Sugar output in India, the world’s biggest producer after Brazil, will climb to the highest level since 2007 as cane yields increase, a mills’ group said.
Production may total more than 27 million metric tons in the year that began on Oct. 1, the Indian Sugar Mills Association said in an e-mailed statement on Thursday. That would be the highest since 2006-07 and compares with 24.4 million tons last season, data from the association show. Output jumped 14 percent to 26.4 million tons by April 15, it said.

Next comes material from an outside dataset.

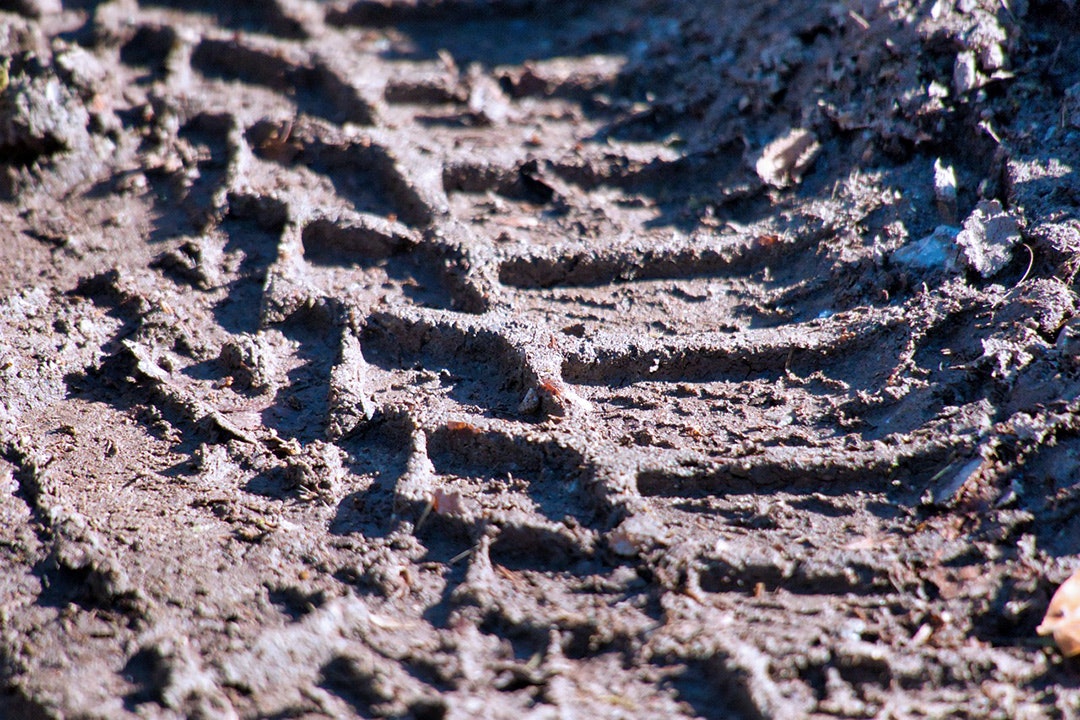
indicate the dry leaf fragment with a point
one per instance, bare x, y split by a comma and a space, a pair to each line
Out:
1063, 617
784, 160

Rising supplies from India to Thailand threaten to widen a global surplus for a fifth year and pressure prices that have fallen 10 percent in New York this year. Global production in the year ending Sept. 30 will exceed demand by 620,000 tons, leaving record stockpiles of 79.89 million tons, or almost enough to supply the world’s top seven consuming countries, data from London-based International Sugar Organization show.
“Higher cane yields in Maharashtra and an increase in sugar recovery in Uttar Pradesh are helping production,” Abinash Verma, director general of the association, said by phone from New Delhi on Thursday.
India’s sugar stockpiles will expand to more than 9 million tons by the end of September from 7.5 million tons a year earlier, the association said. The government should buy 3 million tons from mills to absorb the surplus and allow domestic prices to improve, it said.
Sugar prices have fallen below the cost of production across India to a seven-year low due to weak demand and mounting stockpiles, the association said. Mills owe 193 billion rupees ($3 billion) to farmers, as much as 35 percent of the total money payable to the growers this season, the association said.